Celltech Group
- Company type: Public
- Industry: Biotechnology
- Founded: 1980
- Defunct: 2004
- Fate: Acquired
- Successor: UCB
- Headquarters: Slough, UK
- Key people: Goran Ando (CEO)

= Celltech =

Former British-based biotechnology firm

Celltech Group plc was a leading British-based biotechnology business based in Slough. It was listed on the London Stock Exchange and was a constituent of the FTSE 100 Index. Celltech was instrumental in changing the UK's system of technology transfer from research to business, and in creating the biotechnology industry.

==History==

Celltech was formed in 1980 in response to the concern that Britain was failing to commercialise its science and was missing out on the potential of the new biotechnology. There was especial concern that whereas US firms had been creating rapidly growing firms such as Genentech around scientific discoveries in biotechnology, the UK had missed opportunities such as that believed to be provided by the Nobel Prize-winning discovery of the production technique for Monoclonal antibody by Cesar Milstein and Georges Kohler at Cambridge University.
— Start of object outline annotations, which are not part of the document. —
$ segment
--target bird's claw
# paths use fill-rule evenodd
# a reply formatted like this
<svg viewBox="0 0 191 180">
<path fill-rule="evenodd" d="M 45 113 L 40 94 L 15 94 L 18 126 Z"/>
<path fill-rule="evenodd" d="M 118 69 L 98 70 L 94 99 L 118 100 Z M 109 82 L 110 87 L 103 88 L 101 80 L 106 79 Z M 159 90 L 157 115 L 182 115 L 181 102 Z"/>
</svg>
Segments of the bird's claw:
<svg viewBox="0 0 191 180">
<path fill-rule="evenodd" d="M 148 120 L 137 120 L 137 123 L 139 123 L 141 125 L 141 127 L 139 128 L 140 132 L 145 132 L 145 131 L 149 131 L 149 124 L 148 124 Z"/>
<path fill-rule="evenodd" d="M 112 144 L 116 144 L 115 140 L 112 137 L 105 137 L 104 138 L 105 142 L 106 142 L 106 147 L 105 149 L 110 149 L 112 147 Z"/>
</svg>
The creation of Celltech was complicated, involving the National Enterprise Board, the National Research Development Corporation, and the Medical Research Council. The decision was made to give Celltech exclusive rights to all biotechnology discoveries in UK research institutions and universities. Although the company was conceived under a Labour Government it was born under a Conservative government, with the Minister responsible, Sir Keith Joseph, being particularly averse to government intervention in industry. As a result, he ensured the company was majority owned by the private sector. The company thus began life with very high expectations: first, that a small start up could successfully commercialise the UK's scientific output in biotechnology, and second, that it could meet the profit expectations of private sector investors.

Celltech's founding CEO was Gerard Fairtlough, who worked in the National Enterprise Board and saw the opportunities presented by biotechnology. He created the plan for Celltech and when the Board was created, it believed he was the best person to lead it. Fairtlough was an inspirational leader with innovative ideas on organisation. In the decade that Fairtlough led Celltech, he not only helped found a significant scientific endeavour whose example led to improved ambition and ability to commercialise UK research, but introduced a new way of organising high technology firms.

In 1999 Celltech led consolidation in the UK biosciences market merging with Chiroscience plc, after which it was briefly referred to as Celltech Chiroscience, and then buying Medeva plc. Then in 2000 it bought Cistron, a US biosciences business. It expanded into Germany in 2001 buying Thiemann, a German biosciences business, and went on to buy Oxford Glycosciences in July 2003 for £102m. Celltech was acquired by UCB, a Belgian drugmaker, in 2004.

==Operations==
The company was engaged in research and development of therapies for patients with serious diseases. Products included:
- Tussionex for coughs
- Zaroxolyn for resistant edema
- Methylphenidate for ADHD
- Amphetamine for ADHD and narcolepsy, as 5 mg Dexedrine tablets
- Semprex-D, an antihistamine and decongestant
- Inotuzumab ozogamicin and gemtuzumab ozogamicin, both through Celltech's collaboration with Wyeth.

Amongst the work conducted at Celltech was the cloning of the glutamine synthetase (GS) gene in CHO cells leading to the creation of a biotechnology tool still widely used to express recombinant eukaryotic proteins.

== Notable alumni ==
in 2025 Mary Brunkow and Fred Ramsdell were among the three recipients of the Nobel Prize in Physiology or Medicine for work on a mutation in the FOXP3 gene which affects Regulatory T cells, and their role in autoimmune diseases such as Type 1 diabetes. The citation from the Nobel Institute states that the prize was awarded for "their discoveries concerning peripheral immune tolerance." The pair performed this research at the Bothell, WA Celltech laboratory.